Pense nisso. Em vez de um jogador como o arma principal ter que constantemente coordenar, lembrar os outros de seus horários, ou se preocupar com rotinas básicas, ele pode focar totalmente em ler o jogo do adversário, em prever a economia inimiga, em encontrar a falha na defesa. A estrutura carrega o peso do mundano, liberando o talento para brilhar no extraordinário. É um equilíbrio delicadíssimo, e pelo visto, o NRG encontrou a dosagem certa. Você pode ver isso nas atuações: jogadas individuais brilhantes não parecem surgir do nada; elas emergem organicamente do fluxo do time, como o ápice de uma jogada coletiva bem ensaiada.
O Desafio MIBR: Mais do que um Jogo
O próximo capítulo, contra a MIBR, é carregado de camadas. Não é só Bonkar contra Verno, seu ex-pupilo. É um teste direto de filosofia. A MIBR, especialmente com Verno em forma, representa um estilo mais fluido, intuitivo e agressivo, muito baseado no momento e na confiança individual. É, de certa forma, o antípoda da abordagem metódica do NRG. Qual estilo prevalecerá? O sistema ou a inspiração?
Bonkar, é claro, acredita piamente em seu método, mas seu respeito pelo adversário é palpável. "Eles são incríveis em criar caos e se aproveitar dele", admitiu. "Verno sempre teve esse faro para jogadas imprevisíveis. Nosso trabalho será impor nossa estrutura sobre esse caos. Não podemos deixar o jogo se tornar uma série de 1v1s ou de situações aleatórias. Temos que forçá-los a jogar nosso jogo."
E o que isso significa, "jogar nosso jogo"? Para o NRG, significa controle. Controle do ritmo, controle do espaço, controle das economias. É um jogo de xadrez de alta velocidade. Cada rodada é uma minuciosa acumulação de pequenas vantagens – um drone destruído aqui, uma informação obtida ali, um utilitário forçado acolá – que, no aggregate, se transformam em rounds vencidos. É um estilo que pode não ser o mais espetacular para o espectador casual, mas é profundamente eficaz e, para os puristas táticos, belíssimo de se observar.

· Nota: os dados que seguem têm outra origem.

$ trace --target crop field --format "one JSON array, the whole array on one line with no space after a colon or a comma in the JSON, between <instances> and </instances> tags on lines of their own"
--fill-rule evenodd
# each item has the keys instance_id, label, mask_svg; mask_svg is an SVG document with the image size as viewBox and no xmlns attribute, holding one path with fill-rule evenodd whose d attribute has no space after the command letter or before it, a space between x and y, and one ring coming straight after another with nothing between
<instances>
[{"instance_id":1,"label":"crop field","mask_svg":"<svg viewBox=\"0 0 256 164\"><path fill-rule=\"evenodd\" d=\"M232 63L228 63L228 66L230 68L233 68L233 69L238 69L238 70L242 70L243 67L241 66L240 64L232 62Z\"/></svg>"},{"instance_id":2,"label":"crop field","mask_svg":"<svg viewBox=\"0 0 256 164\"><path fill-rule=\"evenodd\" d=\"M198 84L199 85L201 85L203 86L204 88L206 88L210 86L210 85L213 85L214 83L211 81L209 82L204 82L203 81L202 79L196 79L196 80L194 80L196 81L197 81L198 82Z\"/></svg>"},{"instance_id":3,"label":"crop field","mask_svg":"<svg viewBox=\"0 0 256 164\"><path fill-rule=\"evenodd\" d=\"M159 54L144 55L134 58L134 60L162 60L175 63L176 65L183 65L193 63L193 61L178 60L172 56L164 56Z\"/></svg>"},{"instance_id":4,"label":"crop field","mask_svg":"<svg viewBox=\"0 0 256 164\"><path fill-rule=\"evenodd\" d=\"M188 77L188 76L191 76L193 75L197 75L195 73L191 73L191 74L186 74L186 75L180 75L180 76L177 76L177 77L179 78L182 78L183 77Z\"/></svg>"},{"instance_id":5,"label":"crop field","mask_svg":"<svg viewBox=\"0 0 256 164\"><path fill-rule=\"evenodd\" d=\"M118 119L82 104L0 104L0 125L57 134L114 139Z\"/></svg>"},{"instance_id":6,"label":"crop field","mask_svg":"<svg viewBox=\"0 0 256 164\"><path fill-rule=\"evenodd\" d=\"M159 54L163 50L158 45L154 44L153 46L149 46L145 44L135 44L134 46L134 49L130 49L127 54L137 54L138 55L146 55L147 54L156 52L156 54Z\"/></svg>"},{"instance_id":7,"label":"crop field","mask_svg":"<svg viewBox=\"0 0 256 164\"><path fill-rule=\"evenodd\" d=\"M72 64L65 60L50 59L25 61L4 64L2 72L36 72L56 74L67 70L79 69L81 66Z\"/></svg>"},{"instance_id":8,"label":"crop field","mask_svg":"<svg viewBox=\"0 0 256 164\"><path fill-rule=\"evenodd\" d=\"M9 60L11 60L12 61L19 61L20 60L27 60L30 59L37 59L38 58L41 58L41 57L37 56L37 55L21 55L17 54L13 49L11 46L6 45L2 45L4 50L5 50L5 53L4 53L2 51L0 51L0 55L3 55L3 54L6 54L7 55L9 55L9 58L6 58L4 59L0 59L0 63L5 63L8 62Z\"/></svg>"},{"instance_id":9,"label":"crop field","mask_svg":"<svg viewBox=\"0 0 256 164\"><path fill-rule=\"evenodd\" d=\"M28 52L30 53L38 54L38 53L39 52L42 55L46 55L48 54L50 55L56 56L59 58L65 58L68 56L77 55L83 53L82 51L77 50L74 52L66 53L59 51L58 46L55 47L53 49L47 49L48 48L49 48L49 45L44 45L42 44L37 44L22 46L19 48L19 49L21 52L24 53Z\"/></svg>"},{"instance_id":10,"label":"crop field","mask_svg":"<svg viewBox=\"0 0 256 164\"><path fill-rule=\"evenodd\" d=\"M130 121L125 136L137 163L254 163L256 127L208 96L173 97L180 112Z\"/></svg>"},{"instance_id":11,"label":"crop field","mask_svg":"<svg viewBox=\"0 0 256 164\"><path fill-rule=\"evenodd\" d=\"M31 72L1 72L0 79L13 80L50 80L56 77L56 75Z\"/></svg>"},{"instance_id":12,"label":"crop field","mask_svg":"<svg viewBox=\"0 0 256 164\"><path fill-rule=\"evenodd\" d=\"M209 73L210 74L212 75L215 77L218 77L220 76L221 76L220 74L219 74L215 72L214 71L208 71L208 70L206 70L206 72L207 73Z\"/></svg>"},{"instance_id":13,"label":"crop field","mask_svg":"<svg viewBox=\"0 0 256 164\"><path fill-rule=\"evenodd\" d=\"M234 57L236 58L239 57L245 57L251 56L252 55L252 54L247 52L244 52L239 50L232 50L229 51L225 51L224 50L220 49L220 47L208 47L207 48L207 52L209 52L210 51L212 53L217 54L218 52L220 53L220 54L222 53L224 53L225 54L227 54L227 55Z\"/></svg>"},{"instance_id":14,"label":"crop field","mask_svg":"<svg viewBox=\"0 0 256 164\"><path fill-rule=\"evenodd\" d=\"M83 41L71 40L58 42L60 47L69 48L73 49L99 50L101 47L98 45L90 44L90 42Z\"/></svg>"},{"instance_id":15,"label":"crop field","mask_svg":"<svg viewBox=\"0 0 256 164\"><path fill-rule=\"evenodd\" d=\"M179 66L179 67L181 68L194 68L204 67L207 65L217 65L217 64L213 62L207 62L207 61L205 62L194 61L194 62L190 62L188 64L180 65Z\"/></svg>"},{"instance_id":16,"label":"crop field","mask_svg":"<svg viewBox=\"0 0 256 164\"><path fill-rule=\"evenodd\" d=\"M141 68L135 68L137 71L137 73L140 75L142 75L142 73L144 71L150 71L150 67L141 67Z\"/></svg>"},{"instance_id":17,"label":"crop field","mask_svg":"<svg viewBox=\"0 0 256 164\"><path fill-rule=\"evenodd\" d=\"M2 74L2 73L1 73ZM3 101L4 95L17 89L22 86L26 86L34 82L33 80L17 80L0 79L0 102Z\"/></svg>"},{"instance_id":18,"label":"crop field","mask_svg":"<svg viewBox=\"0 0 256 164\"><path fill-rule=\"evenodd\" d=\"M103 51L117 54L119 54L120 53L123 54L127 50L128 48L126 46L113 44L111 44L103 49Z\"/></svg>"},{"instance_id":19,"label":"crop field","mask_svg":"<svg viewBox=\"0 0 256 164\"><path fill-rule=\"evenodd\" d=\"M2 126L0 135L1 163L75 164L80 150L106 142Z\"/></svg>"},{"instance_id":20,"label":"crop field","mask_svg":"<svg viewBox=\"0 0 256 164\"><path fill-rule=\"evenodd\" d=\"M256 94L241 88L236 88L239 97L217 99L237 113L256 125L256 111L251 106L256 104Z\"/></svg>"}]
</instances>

O que me fascina nesse confronto é justamente essa dicotomia. Verno, o jogador que Bonkar ajudou a moldar, agora é a principal ameaça ao seu sistema. Ele conhece os processos, entende a mentalidade. Será que ele encontrou as brechas? Ou será que o sistema, justamente por ter sido construído com a ajuda de insights de alguém como ele, é à prova de falhas? A preparação para esse jogo específico deve ter sido uma das mais complexas da carreira de Bonkar. Como você prepara regras para alguém que sabe todas as suas regras?
"É um quebra-cabeça diferente", disse Bonkar, com um sorriso que misturava apreensão e excitação. "Mas é por isso que competimos. Você sempre quer testar suas ideias contra as melhores, e contra aqueles que mais te entendem. Não há desculpas depois."
Enquanto a data do confronto se aproxima, a atmosfera no acampamento do NRG é descrita como de "foco tranquilo". Não há histeria, nem discursos motivacionais bombásticos. Há, sim, longas sessões de revisão de VODs, debates técnicos sobre posicionamentos específicos de pixels em certos mapas, e muitos, muitos cenários sendo repetidos no servidor de treino. É o trabalho invisível, a parte menos glamorosa do esporte de elite, que raramente aparece nas câmeras. Mas é esse trabalho que, na visão de Bonkar, constrói a resiliência necessária para os momentos de maior pressão. O que está em jogo contra a MIBR não é apenas uma vaga na final do chave superior de Paris. É a validação de uma filosofia inteira de como se constrói uma equipe campeã.